Feeding red spruce a high-nitrogen general feed and growing it in too little sun — you get a big leafy plant and almost no flowers.

The fix — how to get red spruce to flower

  1. Maximise sun. Give red spruce the sunniest spot you have — for most bedding and fruiting plants, more direct light directly means more flowers.
  2. Switch the feed. Move off high-nitrogen feeds and use a higher-potassium "bloom" or tomato-type feed as it comes into flower.
  3. Deadhead regularly. Remove spent flowers often to keep it producing more rather than stopping to set seed.
  4. Water consistently. Keep moisture even through budding and flowering — drought-then-flood swings make buds drop.

Light and feeding do most of the heavy lifting here. Dial in the spot with the light guide for red spruce and get the feeding right with the red spruce fertilising schedule — the wrong feed (too much nitrogen) is one of the most common silent reasons a healthy plant makes leaves instead of flowers.

Bloom season and what to expect

Red Spruce flowers across its growing season (mostly summer) and, kept fed and deadheaded, can bloom for many weeks or right up to frost.

Post-bloom care so it flowers again

Deadhead, keep feeding lightly, and many will rebloom; collect seed from the best plants at the end of the season if you want to grow them again.

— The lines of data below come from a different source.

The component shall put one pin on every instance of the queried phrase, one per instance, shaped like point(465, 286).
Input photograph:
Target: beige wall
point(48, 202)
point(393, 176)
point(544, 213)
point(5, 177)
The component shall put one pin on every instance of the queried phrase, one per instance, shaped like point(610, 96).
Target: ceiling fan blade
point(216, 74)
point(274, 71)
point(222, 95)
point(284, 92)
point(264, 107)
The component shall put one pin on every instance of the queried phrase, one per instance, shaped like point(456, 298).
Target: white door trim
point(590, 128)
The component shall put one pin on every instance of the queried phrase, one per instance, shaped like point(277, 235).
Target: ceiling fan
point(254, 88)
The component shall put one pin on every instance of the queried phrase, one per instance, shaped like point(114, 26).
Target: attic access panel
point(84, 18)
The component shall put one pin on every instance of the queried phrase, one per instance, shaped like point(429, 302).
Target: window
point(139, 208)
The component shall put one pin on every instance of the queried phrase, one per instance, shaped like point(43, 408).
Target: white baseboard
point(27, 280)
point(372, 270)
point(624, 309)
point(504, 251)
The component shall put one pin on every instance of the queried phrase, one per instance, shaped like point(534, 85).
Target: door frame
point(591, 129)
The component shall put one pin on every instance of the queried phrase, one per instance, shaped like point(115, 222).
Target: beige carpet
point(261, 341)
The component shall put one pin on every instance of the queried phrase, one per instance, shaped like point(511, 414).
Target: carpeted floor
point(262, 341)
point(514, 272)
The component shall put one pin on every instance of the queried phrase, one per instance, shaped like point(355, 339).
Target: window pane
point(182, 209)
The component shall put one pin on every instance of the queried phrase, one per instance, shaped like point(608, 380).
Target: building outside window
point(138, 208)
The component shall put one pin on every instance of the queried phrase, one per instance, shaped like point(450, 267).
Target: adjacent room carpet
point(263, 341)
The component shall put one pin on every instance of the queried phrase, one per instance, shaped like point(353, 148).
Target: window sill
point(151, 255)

For everything else this plant needs day to day, see the full red spruce care brief and its watering schedule — a stressed, badly watered plant rarely has the energy to flower at all.

Red Spruce blooming — frequently asked questions

Why won't my red spruce flower?

Red Spruce blooms on the season's growth given enough sun, warmth and the right feed — there is no cold or photoperiod trick, just good growing conditions and a bloom-leaning feed. The most common reason it is not happening: Too little sun — most of these need full sun (or very bright light) to flower well; shade gives leaves, not blooms.

How do I make red spruce bloom?

Give red spruce the sunniest spot you have — for most bedding and fruiting plants, more direct light directly means more flowers. Move off high-nitrogen feeds and use a higher-potassium "bloom" or tomato-type feed as it comes into flower.

When does red spruce normally bloom?

Red Spruce flowers across its growing season (mostly summer) and, kept fed and deadheaded, can bloom for many weeks or right up to frost.

What should I do with red spruce after it flowers?

Deadhead, keep feeding lightly, and many will rebloom; collect seed from the best plants at the end of the season if you want to grow them again.

What is the single biggest mistake stopping red spruce flowering?

Feeding red spruce a high-nitrogen general feed and growing it in too little sun — you get a big leafy plant and almost no flowers.